The romance conman so brazen he was snaring a brand new sufferer on his cellphone even at his trial. No surprise the decide locked him up for a file 17 years!
No one suspected Nigel Baker had an ulterior motive for taking his mobile phone with him when he went on trial for romance fraud at Snaresbrook Crown Court.
Why would they? But Baker, who protested his innocence in a smart pinstripe suit, used it to groom another victim – yes, in plain sight, during the actual case.
In one text message, sent during a break in proceedings, to impress the woman he was targeting he told her he was on holiday and staying at a luxury country hotel.

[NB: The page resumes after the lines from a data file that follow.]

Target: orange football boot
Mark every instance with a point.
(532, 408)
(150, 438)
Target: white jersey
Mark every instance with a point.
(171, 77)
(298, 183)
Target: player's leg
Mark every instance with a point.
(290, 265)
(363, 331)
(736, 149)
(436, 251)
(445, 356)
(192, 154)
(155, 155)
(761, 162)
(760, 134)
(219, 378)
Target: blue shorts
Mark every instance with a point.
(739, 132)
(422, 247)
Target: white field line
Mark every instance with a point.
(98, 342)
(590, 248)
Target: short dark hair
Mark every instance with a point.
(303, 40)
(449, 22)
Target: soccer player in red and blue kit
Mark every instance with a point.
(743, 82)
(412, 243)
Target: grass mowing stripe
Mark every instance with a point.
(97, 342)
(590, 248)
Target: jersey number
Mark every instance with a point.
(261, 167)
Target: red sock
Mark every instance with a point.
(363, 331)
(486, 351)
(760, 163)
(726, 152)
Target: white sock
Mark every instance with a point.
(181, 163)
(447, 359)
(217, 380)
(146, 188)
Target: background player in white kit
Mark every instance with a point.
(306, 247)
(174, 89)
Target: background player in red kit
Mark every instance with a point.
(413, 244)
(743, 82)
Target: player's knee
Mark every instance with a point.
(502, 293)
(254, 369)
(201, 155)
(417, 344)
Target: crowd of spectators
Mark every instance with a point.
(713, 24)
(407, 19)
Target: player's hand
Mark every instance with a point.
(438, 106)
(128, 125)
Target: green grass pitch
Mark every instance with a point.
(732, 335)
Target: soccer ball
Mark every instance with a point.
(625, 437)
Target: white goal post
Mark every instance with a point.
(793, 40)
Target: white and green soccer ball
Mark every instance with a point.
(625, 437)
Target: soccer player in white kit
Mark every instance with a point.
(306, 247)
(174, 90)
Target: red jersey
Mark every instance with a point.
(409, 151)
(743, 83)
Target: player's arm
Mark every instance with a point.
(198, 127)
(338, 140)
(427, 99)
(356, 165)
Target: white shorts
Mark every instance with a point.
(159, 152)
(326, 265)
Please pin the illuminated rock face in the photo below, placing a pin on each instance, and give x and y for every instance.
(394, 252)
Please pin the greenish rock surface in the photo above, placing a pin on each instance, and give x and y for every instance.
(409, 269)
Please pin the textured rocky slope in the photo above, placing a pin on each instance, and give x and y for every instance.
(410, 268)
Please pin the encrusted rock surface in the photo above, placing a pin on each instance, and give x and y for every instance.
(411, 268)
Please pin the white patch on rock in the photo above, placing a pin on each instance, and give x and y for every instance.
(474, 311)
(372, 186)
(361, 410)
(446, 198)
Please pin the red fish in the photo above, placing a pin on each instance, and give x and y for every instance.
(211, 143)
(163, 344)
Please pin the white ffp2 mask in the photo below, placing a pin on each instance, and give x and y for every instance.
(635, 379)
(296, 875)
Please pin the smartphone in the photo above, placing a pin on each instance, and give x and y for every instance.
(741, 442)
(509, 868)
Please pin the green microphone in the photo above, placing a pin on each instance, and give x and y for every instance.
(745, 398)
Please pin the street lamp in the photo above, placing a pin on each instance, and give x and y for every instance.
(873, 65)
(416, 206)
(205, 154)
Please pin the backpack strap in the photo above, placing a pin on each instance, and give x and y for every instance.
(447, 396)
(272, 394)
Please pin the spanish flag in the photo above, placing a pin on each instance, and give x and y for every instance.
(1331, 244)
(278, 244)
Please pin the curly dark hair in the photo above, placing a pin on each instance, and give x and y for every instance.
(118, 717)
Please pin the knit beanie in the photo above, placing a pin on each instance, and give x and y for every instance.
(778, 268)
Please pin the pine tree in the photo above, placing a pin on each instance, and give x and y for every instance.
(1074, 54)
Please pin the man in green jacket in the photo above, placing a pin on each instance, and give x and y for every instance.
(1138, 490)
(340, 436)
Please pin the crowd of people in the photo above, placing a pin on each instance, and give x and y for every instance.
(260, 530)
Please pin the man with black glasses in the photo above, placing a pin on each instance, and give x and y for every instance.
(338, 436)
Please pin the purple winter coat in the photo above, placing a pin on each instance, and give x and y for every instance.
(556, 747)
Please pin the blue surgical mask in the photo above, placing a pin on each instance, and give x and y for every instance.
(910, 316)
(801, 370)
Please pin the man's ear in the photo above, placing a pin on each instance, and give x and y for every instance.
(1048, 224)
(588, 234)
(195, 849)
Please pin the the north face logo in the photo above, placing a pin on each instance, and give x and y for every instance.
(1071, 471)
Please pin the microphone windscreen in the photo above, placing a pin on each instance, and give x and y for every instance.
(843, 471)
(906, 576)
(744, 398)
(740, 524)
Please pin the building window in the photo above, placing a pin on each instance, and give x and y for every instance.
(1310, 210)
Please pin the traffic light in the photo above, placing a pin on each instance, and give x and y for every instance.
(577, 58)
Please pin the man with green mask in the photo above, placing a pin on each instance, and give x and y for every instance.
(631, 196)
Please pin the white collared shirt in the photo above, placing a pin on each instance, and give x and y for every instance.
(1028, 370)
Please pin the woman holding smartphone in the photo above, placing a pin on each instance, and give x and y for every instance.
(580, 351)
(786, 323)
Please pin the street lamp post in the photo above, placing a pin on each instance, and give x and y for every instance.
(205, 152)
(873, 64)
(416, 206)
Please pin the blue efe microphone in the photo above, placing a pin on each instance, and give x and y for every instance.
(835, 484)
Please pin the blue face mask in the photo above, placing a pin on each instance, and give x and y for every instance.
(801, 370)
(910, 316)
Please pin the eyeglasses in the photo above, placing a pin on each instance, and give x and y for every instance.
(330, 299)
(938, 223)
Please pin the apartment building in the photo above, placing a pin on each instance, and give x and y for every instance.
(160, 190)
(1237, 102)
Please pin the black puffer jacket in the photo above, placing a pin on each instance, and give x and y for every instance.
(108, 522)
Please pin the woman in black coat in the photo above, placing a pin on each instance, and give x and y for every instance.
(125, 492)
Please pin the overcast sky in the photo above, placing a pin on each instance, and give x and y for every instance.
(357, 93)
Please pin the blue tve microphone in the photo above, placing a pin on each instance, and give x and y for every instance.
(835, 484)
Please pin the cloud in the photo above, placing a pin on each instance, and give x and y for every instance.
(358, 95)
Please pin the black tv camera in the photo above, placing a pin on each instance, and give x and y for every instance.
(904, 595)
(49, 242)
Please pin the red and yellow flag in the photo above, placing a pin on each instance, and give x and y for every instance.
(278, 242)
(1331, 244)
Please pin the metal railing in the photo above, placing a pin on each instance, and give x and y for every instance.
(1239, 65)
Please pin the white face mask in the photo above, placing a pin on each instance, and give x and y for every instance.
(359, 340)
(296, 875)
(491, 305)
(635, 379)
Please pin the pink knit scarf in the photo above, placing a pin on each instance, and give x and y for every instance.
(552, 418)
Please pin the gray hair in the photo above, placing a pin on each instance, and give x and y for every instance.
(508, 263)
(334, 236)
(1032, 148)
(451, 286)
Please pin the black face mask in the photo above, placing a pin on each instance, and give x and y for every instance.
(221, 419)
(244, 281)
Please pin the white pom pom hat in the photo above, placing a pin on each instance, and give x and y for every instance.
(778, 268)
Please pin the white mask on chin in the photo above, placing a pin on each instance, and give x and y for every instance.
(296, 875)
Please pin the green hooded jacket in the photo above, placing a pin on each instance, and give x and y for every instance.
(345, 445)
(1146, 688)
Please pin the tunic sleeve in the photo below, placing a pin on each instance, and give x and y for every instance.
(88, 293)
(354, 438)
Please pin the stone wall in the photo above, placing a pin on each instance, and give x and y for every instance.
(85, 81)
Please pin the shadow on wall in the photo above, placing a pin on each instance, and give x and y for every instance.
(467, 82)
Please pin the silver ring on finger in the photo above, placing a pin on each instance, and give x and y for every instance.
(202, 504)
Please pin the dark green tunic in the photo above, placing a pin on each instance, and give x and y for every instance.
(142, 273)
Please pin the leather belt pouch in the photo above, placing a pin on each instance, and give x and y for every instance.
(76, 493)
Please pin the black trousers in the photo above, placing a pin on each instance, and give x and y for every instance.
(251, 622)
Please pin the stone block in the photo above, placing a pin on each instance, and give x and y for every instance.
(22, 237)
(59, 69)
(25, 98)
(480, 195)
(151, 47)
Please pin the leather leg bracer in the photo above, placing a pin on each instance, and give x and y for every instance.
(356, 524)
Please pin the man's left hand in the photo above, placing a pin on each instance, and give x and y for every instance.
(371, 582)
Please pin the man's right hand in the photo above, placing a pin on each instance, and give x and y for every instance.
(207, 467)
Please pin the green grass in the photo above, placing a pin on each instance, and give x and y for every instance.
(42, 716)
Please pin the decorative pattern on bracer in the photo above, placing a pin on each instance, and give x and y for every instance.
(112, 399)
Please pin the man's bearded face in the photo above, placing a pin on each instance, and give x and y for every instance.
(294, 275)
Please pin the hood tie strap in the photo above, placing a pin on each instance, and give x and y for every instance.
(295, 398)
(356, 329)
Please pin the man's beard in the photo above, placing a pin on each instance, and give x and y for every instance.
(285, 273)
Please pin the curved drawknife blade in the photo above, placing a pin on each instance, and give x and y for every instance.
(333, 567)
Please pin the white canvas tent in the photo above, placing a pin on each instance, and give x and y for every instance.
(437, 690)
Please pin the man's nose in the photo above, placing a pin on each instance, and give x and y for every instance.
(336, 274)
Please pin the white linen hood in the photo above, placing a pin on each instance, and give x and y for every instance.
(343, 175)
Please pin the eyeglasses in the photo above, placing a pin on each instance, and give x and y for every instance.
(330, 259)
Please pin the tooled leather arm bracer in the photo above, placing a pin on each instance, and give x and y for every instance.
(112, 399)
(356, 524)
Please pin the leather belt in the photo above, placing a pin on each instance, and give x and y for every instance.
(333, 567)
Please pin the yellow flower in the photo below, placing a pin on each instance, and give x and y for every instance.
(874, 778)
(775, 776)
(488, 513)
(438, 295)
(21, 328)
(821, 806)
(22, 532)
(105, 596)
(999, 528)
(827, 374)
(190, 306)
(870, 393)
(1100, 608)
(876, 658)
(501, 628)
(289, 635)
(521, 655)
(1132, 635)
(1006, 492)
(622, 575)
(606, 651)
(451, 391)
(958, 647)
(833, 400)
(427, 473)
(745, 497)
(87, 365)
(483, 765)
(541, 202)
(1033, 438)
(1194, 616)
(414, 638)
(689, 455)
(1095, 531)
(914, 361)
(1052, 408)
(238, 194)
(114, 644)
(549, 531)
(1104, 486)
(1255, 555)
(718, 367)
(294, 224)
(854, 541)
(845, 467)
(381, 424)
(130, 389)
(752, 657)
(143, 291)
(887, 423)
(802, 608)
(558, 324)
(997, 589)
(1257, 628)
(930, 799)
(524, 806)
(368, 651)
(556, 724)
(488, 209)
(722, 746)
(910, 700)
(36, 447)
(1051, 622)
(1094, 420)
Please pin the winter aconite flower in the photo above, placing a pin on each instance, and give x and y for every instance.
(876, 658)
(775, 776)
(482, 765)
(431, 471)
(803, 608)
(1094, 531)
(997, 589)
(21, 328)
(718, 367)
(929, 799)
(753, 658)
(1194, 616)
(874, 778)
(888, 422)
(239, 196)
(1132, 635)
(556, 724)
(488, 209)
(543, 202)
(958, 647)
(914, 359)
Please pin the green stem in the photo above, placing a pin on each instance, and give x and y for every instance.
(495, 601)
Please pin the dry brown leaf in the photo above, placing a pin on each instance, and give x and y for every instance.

It was accompanied by a picture of the so-called five-star establishment. In fact, the ‘hotel’ was the court itself, which is housed within a Grade-II listed building, set in 18 acres with its own lake, on the edge of Epping Forest.
The woman, who does not wish to be identified, only discovered the truth when she read about the trial on social media and realised the man she was falling for was in the dock.
Has a defendant ever displayed more shame-faced chutzpah than 56-year-old Nigel Baker?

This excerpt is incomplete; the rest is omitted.